The mixed-use proposals are aimed at delivering – through a new district – new workplaces and homes for future generations.
It will build on the site’s legacy, bringing further economic growth and regeneration through 1,300 jobs and 695 new homes.
The new area will feature workspaces, including creative studios, office buildings and co-working facilities to cater for all businesses, together with a mix of new homes.
The heritage buildings would also be preserved as part of the scheme, including the international HQ, the Roundhouse, the Car Assembly Building (CAB1), the Conference Centre, and the Dalmuir Road steps which will form a connection to the town centre.
Rob Flavell, St Modwen’s senior director, said: “These plans represent a vital and exciting part of our vision to regenerate Longbridge.
“Our teams and partners have worked closely to create a development which will provide a fantastic area to work, live and visit while paying tribute to the historical importance and heritage of the site.

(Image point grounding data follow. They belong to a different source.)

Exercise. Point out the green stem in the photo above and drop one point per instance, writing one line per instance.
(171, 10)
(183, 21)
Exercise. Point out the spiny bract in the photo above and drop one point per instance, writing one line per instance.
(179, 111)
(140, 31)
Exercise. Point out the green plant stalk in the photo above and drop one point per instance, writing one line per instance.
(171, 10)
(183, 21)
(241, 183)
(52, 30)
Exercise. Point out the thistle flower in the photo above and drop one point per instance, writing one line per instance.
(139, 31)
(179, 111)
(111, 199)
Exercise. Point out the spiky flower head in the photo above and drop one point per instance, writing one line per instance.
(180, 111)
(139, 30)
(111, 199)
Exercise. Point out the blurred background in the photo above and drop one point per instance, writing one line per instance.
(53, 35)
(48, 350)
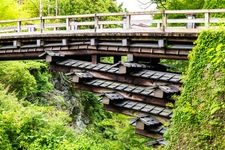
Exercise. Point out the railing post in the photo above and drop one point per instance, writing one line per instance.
(164, 20)
(42, 24)
(127, 22)
(96, 19)
(68, 24)
(19, 24)
(207, 19)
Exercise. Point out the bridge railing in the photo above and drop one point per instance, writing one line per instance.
(148, 21)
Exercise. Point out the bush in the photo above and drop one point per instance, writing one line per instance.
(199, 116)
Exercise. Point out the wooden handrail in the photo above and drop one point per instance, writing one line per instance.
(100, 20)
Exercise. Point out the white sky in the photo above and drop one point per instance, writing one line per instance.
(134, 5)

“Our plans represent more than just new buildings, but a thriving new community which will have its own distinctive character while bringing added benefits to the wider redevelopment of Longbridge town centre.
“Our plans have been put together with an eye on creating a high-quality, sustainable and attractive environment, which will improve the landscape, be kind to the environment and encourage biodiversity within the town.
“We’re looking forward to working alongside the local planning authorities to progress this application, and feel that this development will be hugely beneficial to the local community.”